Nasty Women Writers strives to amplify the work of as many women writers, artists, scientists, and activists as possible. Many of the women we highlight have been erased, marginalized, and/or misrepresented, often due to their being considered “nasty,” code for powerful, assertive, and truth-telling.

As we express on our Nasty Women Writers site:

“For years, these women’s voices have been silenced and erased from the fabric of our collective experience. The devastation has been tremendous, girls and women not seeing themselves represented in roles of power and heroism, further perpetuating disempowerment and exploitation.

“The vital threads of these women’s visions and voices destroyed and silenced, discrediting and discounting their contributions to the pattern, the pattern of a balanced, healthy paradigm. Here we to seek to restore and reveal their integral threads, a step toward weaving a pattern that will set us on the path to wholeness.”

For the most part, I’ve been focused on one particular “nasty woman writer” for the last six years: Margaret Fuller. Many have not heard of her and the question then becomes, if you know who Hawthorne, Poe, Emerson, Thoreau, Melville and Whitman are, those who lived and created alongside her, why don’t you know about Fuller?

The answer, as stated above, is that Fuller has been “silenced and erased from the fabric of our collective experience.”

My goal has been to do what I can to bring Margaret Fuller into our cultural and literary consciousness. While reading and researching, I wrote several posts about her and her work for this site:

Margaret Fuller’s Manifesto, 1845

Collective Restoration: Bring Us (women writers) Back!

Margaret Fuller’s Cenotaph: “A well-worn path”

A Spirit Still at Work: Update on Woman Writer Margaret Fuller

Margaret Fuller’s Thanksgiving Revelation

Margaret Fuller: Share the Joy

I’m pleased to announce that finally I have published a book that I hope will assist in restoring Margaret Fuller to her place among her peers, as well as writers, feminists, leaders, and notable figures. My book is one small attempt in this direction with one woman; our site, Nasty Women Writers is one of the many ongoing creative efforts to illuminate the contributions of all women for the health and balance of our world.

The book I offer is The Light Above: A Memoir with Margaret Fuller.
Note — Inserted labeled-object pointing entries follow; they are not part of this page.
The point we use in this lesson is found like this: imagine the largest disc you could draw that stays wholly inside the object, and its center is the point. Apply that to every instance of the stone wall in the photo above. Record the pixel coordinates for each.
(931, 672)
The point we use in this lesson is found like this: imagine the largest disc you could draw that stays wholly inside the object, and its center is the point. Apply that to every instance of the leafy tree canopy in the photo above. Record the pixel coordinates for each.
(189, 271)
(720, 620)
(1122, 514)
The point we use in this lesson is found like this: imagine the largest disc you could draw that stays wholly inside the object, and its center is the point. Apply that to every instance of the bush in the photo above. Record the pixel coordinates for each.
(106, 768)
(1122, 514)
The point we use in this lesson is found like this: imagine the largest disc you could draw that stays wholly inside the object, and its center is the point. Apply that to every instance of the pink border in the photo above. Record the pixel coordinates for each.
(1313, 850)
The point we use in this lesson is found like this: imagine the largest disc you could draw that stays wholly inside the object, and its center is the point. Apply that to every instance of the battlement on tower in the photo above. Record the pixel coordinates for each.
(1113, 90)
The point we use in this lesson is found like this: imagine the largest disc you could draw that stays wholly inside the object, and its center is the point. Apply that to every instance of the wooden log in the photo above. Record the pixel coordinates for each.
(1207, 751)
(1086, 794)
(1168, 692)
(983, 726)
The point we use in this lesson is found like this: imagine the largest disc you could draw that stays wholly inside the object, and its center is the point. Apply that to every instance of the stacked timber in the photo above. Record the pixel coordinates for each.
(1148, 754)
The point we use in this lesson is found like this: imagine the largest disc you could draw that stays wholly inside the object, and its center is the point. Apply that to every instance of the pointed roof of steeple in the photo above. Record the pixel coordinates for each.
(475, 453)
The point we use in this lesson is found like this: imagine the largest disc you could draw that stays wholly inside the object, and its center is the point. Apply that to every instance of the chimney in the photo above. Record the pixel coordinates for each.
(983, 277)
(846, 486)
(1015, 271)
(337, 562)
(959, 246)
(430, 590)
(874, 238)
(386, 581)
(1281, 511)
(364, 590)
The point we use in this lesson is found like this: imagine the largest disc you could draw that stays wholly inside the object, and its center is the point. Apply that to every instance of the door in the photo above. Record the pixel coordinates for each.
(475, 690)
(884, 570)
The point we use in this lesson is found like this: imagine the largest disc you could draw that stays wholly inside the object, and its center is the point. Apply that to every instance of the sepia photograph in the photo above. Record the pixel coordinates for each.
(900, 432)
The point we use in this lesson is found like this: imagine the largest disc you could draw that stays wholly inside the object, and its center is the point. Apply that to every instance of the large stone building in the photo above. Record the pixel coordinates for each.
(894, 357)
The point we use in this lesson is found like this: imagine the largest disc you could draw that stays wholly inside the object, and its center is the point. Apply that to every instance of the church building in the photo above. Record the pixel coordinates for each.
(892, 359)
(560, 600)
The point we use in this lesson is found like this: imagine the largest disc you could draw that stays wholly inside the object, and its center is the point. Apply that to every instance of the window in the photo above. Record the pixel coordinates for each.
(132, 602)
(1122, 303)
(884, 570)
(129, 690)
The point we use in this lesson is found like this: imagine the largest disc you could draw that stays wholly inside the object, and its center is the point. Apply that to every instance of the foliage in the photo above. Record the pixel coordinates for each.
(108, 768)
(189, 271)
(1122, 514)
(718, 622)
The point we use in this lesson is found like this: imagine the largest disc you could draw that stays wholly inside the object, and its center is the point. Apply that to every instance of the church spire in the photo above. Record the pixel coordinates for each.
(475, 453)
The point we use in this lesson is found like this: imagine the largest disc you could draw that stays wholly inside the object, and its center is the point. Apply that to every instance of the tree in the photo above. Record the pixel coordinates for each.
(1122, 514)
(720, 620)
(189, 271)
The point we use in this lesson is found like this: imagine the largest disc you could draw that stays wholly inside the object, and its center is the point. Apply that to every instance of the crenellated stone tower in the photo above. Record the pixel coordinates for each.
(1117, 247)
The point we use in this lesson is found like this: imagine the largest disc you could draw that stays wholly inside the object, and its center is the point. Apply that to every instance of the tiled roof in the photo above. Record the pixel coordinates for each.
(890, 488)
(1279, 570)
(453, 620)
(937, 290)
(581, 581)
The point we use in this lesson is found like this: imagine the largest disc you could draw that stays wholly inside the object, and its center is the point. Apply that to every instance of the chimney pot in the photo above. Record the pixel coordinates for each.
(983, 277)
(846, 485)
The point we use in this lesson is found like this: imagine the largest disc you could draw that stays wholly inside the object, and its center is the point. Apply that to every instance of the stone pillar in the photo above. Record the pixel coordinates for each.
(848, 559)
Here are a few small successes instigated by the book so far:

A good friend and co-worker who I haven’t seen in years read my book and was compelled to learn more, so she purchased Megan Marshall’s biography, Margaret Fuller: A New American Life.

This friend says:

“Just finished your book and loved it. Now I’m reading a bio of Margaret Fuller.”

When I asked her if she’d ever heard of Fuller before reading my book, she says:

“No, and I’m fascinated with her. Thank you for introducing me!”

Another friend across the globe, in New Zealand, says:

“I had so studied Emerson and all those wonderful writers but had not read Margaret Fuller…going to the library this week. I am amazed she wasn’t introduced to me in all the study of the Transcendental group. I went to Emerson’s House and lived in Temple where they came to stay at the Inn when walking Monadnock. But never had her brought to my attention. So thanks.”

Yes, these are ripples from the publication of my book, and ripples are better than no movement at all. Plus we all know ripples can add up to waves!

A veteran faculty member in the English department on the campus where I work approached me to see if I’d cover the class meeting where they’ll be discussing some of Margaret Fuller’s essays and columns that appear in the Norton Anthology: American Literature 1820-1865. (On her  syllabus for this class are all of the male writers mentioned above.)

I asked her how long she’d been including Margaret Fuller in her course and she responded that this is the first time! Shocked, seeing as Margaret Fuller’s work is in the anthology she uses for class, I asked her why she had skipped over Fuller before and she said because she really didn’t know anything about her, so she didn’t feel equipped.

My point with these examples is to show that my book is helping to bring Margaret Fuller and her work into more people’s lives and that feels so right. Others are doing the same for Fuller and many other women.

While alive, Margaret Fuller breached what was then the women’s sphere and helped set others free through her writings, Conversations, and by being an example of a woman successful in the public sphere. Fuller deserves the same reach and recognition now that she established in the 1800s, especially considering how relevant she still is.

You knowing about my book by reading this post is great. Yet, the critical point is that the more of us who work to hold up women writers, activists, scientists, artists, and others, the more ripples we create that become waves that cannot be ignored or stopped.

Margaret Fuller is a #Nasty Woman Writer!